GRAHAM CLARKE’S WILDLIFE WATCH
How plant food affects wildlife
AS far as garden wildlife is concerned, the best way to feed plants is with homemade leaf-mould and compost. Add occasional amounts of well-rotted animal manure, and the plants and wildlife in your garden, will show their gratitude. But how many of us are able realistically to confine our plant-feeding to these heavy-duty products?
With the best will in the world, it isn’t usually possible to make enough compost or leaf-mould to meet all of our gardening needs. So buying artificial plant foods is the norm but you need to choose and use the products wisely. Sustained use of granular, powdered and liquid fertilisers may increase plant health, prolong flowering and give bigger crops, but it can also alter the biodiversity of a garden.
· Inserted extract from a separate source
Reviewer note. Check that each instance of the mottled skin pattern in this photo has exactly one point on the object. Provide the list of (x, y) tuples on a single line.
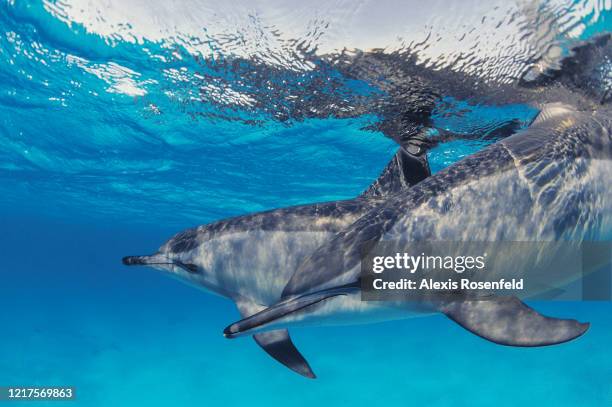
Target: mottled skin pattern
[(253, 256), (549, 182)]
Bonemeal, for example, is one of the oldest plant foods available. Approved by organic gardeners, it’s a slow-release fertiliser, primarily used as a source of phosphorus for healthy root development. But it is a mix of groundup animal bones and other waste from the slaughter house, and it can encourage foxes, rats, badgers and carrion-eating birds, all keen to sniff out anything that is derived from animals. Watch out, too, for high-nitrogen feeds, such as sulphate of ammonia – used for leafy crops like brassicas and salads. If you apply too much, new growth will be puffed up and succulent, and even more attractive to greenfly than normal.
In spring, all new plant growth is full of juices, and loading on fertilisers will attract aphids like nothing else. Broad beans in a well-maintained vegetable plot will stand out as prime targets, as will roses grown in a carefully weeded bed. However and wherever you apply plant fertilisers, the most important thing is not to allow any run-off into water. If it gets into a garden pond it will cause the growth of algae. This ultimately uses all the oxygen in the water and suffocates all pond life, including aquatic plants.
Arguably the best of the artificial plant foods is tomato fertiliser. High in potash, it’s designed to encourage more tomato flowers, and therefore more fruits. When used on other plants (and it can be used throughout the garden to increase the flowering potential of anything), it will result in more visits from bees, butterflies and other pollinators. So not all fertilisers are bad!